Il y a trois ans, Filippo Fraternali et ses collègues ont repéré une demi-douzaine de galaxies mystérieusement diffuses, qui ressemblaient à des villes tentaculaires d’étoiles et de gaz. Mais contrairement à presque toutes les autres galaxies jamais vues, y compris notre propre Voie lactée, elles ne semblaient pas être entourées d’énormes masses de matière noire, qui maintiendraient normalement ces métropoles stellaires ensemble avec leur gravité. Les scientifiques en ont choisi une sur laquelle zoomer, une galaxie de taille modeste à environ 250 000 années-lumière, et ils ont pointé vers elle les 27 antennes du radiotélescope du Very Large Array au Nouveau-Mexique.
Après avoir rassemblé 40 heures de données, ils ont cartographié les étoiles et le gaz et ont confirmé ce que les instantanés précédents avaient laissé entendre : « Le contenu de matière noire que nous déduisons dans cette galaxie est beaucoup, beaucoup plus petit que ce à quoi vous vous attendriez », dit Fraternali, astronome à l’Institut d’astronomie Kapteyn de l’Université de Groningue aux Pays-Bas. Si l’équipe ou ses concurrents découvrent d’autres galaxies de ce type, cela pourrait constituer un défi pour la vision des scientifiques de la matière noire, la perspective dominante sur le terrain depuis au moins 20 ans. Fraternali et son équipe ont publié leurs découvertes en décembre dans les Monthly Notices of the Royal Astronomical Society.
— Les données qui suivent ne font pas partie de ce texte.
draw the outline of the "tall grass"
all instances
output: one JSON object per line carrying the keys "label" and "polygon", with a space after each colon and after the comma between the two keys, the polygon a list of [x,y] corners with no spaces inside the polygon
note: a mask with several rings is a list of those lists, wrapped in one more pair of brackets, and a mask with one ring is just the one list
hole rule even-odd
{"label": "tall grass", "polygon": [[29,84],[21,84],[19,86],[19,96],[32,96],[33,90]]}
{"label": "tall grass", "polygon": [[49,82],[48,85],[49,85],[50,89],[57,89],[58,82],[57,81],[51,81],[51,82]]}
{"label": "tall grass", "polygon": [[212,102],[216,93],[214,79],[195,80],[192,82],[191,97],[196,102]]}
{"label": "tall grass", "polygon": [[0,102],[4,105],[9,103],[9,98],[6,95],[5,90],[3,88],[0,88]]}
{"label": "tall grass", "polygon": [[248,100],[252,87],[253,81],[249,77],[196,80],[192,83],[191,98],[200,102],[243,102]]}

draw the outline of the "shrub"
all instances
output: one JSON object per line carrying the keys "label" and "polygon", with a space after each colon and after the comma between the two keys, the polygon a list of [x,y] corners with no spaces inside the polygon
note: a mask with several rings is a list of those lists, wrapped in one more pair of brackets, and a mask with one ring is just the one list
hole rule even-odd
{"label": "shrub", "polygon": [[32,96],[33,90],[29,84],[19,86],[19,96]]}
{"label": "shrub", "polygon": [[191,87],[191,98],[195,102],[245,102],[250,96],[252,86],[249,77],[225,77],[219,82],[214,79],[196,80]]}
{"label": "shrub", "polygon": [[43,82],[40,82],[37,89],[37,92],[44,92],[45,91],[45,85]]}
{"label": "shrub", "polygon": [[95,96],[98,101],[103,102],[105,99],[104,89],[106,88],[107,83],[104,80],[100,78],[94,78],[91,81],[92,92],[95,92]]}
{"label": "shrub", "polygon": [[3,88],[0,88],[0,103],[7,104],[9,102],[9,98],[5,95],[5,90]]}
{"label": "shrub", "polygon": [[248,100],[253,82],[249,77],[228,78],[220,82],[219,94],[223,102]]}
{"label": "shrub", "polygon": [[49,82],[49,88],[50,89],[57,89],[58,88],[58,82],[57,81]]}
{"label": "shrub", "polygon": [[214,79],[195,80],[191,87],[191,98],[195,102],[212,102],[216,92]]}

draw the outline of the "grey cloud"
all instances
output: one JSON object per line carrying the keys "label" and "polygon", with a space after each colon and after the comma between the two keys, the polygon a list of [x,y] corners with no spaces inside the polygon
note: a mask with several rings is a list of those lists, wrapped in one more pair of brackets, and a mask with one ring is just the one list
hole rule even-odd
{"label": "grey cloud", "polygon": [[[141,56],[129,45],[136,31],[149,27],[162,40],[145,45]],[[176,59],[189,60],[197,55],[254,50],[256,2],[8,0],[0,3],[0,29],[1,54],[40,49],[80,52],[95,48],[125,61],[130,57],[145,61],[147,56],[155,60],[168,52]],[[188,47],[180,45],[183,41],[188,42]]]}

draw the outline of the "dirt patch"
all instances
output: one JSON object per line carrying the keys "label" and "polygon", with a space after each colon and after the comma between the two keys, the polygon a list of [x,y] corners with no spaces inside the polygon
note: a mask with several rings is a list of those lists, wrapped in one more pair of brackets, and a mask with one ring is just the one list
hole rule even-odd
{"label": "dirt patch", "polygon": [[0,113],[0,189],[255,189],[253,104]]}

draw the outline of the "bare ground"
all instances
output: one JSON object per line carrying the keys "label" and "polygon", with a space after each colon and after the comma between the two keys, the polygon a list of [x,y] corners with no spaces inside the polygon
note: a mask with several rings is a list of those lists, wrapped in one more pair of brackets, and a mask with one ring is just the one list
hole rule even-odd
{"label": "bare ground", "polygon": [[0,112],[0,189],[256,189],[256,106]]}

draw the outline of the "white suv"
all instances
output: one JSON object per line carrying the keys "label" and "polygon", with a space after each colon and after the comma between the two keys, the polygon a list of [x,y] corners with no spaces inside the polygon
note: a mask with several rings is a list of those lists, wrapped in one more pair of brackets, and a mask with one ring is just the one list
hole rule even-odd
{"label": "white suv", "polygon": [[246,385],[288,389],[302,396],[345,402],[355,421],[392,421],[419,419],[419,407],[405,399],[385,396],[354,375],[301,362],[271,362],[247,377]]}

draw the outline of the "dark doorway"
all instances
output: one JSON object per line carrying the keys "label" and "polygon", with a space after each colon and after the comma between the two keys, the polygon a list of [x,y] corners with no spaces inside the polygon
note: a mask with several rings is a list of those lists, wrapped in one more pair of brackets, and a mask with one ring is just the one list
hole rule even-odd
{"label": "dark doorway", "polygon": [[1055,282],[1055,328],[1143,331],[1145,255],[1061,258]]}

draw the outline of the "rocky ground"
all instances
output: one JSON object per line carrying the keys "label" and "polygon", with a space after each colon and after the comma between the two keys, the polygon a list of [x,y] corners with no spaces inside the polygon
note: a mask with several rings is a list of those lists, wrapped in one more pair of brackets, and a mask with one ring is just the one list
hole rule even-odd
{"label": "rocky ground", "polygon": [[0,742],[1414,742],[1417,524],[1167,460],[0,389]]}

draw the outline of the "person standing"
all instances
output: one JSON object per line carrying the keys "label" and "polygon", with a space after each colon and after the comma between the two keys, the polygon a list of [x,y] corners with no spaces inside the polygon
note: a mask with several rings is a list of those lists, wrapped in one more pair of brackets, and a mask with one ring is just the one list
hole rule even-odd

Sur la base de décennies d’observations au télescope et de simulations informatiques, les scientifiques en sont venus à considérer la matière noire comme le squelette caché du cosmos ; ses « joints » sont des amas massifs de particules invisibles qui hébergent des galaxies grandes et petites. Mais Fraternali n’est pas le premier à entrevoir une exception à cette règle. Il y a quelques années, Pieter van Dokkum, astronome à Yale, et ses collègues ont découvert des galaxies similaires avec le télescope Hubble qui semblaient également manquer de matière noire. « Ces galaxies que nous avons trouvées en 2018, elles ont créé beaucoup de controverses, de discussions et de travaux de suivi car elles étaient inattendues et difficiles à expliquer », a déclaré van Dokkum.
Ces autres galaxies vivaient dans un environnement surpeuplé, où de plus grandes galaxies voisines volaient fréquemment, entraînant peut-être avec elles la matière noire. En revanche, la galaxie de Fraternali est assez isolée, sans voisins aussi gênants, donc sa pénurie de matière noire ne peut pas être expliquée de cette façon. « Cela pourrait être très important », a déclaré van Dokkum. « Comment réunir les étoiles et le gaz à cet endroit sans l’aide de la matière noire ? »
Ces objets étranges sont désormais appelés « galaxies ultra-diffuses ». Ce sont des valeurs aberrantes extrêmes : en termes de masse, elles sont minuscules, mais elles sont réparties sur de vastes distances. Certaines sont aussi grandes que la Voie lactée, mais avec seulement un centième autant d’étoiles, voire moins. Ils sont si proches d’être transparents qu’ils sont difficiles à espionner dans le ciel nocturne. « Ils sont légèrement plus faibles au centre, ils sont donc difficiles à détecter. Maintenant, avec de meilleurs télescopes et des observations plus profondes, ils sont devenus plus connus », explique Mireia Montes, astronome au Space Telescope Science Institute de Baltimore et un expert sur de telles galaxies.
À partir des années 1960, l’astronome américaine Vera Rubin et d’autres ont révélé pour la première fois l’existence probable d’une matière invisible ou « sombre », en mesurant la vitesse à laquelle les étoiles des galaxies tournent autour du centre, montrant que les étoiles intérieures orbitent à des vitesses différentes de celles extérieures. Sur la base de la rotation de ces étoiles, les scientifiques ont calculé la masse que la galaxie doit avoir pour les maintenir constamment en orbite, plutôt que d’être projetée dans l’espace. Pour de nombreuses galaxies, cette masse était plusieurs fois plus grande que celle de toutes les étoiles additionnées. Les scientifiques ont résolu le problème en déduisant la présence d’une sorte de matière noire, qui n’émet ni ne reflète la lumière et qui doit constituer le reste de la masse qui maintient la galaxie ensemble.